Amy Ellingson paints with a hip-hop sensibility, synthesizing 60s and 70s design esthetics, textile patterns, architectural embellishment, advertising and comic book imagery, and formal elements derived from the vocabulary of art historical themes and practices. The resulting mutation of appropriated images comments on our cultural fascination with consumption, fetish, and the spectacle of desire. In his review (Art issues., January/February 2000) of Ellingson’s exhibition, Between Repetition and Insistence, Mark Van Proyen commented on “…her innovative use of encaustic. Layers of color emanate an inner light, making the paintings appear almost as if they were glowing lightboxes. The encaustic also allows for the precise layering of complex shapes, which gives the paintings the look of mysterious archeological schematics, or perhaps the tattered layers of old billboards.”
Amy Ellingson received an MFA from Cal Arts in 1992. She is the recipient of an ArtCouncil 1999 Grant to Individual Artists and a San Francisco Arts Commission Market Street Art in Transit Program Kiosk Poster Series commission in 2000. More recently, she has received the Civitella Ranieri Foundation Fellowship in 2007, the Fleishhacker Foundation Eureka Fellowship in 2009, and the Ucross Foundation Residency in 2010.

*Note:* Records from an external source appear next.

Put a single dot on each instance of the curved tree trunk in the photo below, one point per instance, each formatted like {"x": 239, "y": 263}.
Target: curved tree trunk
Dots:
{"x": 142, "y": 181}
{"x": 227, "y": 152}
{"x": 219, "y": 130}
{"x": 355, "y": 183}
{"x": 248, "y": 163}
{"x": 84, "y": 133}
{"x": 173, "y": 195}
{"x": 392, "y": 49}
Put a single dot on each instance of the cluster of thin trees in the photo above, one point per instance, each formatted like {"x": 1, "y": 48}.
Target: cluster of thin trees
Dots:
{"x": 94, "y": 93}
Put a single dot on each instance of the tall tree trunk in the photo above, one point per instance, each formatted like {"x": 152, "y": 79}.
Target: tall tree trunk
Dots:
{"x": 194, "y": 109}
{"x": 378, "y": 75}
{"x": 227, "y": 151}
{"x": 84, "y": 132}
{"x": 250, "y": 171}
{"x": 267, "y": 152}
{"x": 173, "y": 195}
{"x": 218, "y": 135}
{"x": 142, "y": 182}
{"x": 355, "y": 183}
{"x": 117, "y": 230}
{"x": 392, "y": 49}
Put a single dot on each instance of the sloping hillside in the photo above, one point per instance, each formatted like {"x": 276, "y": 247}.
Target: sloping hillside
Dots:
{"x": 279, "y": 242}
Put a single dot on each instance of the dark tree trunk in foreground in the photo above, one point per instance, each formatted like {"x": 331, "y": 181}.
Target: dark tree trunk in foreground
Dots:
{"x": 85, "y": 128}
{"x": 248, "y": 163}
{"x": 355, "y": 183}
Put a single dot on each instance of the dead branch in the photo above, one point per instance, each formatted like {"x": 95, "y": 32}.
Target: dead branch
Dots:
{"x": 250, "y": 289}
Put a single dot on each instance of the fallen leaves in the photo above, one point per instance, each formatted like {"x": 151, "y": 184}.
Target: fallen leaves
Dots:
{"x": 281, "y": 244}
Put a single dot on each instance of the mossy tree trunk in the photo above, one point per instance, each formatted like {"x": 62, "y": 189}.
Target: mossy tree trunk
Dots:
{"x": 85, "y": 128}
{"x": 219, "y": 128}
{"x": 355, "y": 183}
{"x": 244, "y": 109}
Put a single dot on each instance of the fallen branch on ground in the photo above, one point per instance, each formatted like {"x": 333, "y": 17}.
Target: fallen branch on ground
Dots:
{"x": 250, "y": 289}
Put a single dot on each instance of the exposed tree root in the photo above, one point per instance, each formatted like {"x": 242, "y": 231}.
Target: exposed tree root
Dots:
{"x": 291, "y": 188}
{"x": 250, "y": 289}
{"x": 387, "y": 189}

She exhibited her work in KABOOM!, a group exhibition of work inspired by cartoon culture, at Haines Gallery in San Francisco. She has exhibited her work at jennjoygallery in San Francisco, Sherry Frumkin/Christine Duval Gallery and FOOD HOUSE in Santa Monica, the Austin Museum of Art at Laguna Gloria in Austin, Texas, Cristinerose Gallery in New York, and at Gallery 16 in San Francisco. Her work, “Winter, Spring, Summer & Fall,” was exhibited at Frumkin/Duval Gallery in Santa Monica in January 2002. Her work has also been exhibited nationally at such institutions as Yerba Buena Center for the Arts, San Francisco and The Crocker Art Museum, Sacramento and is held in various public collections, including the Oakland Museum of California, the U.S. Embassies in Tunisia and Algeria, and the Contemporary Museum in Hawaii. Amy Ellingson lives and works in San Francisco.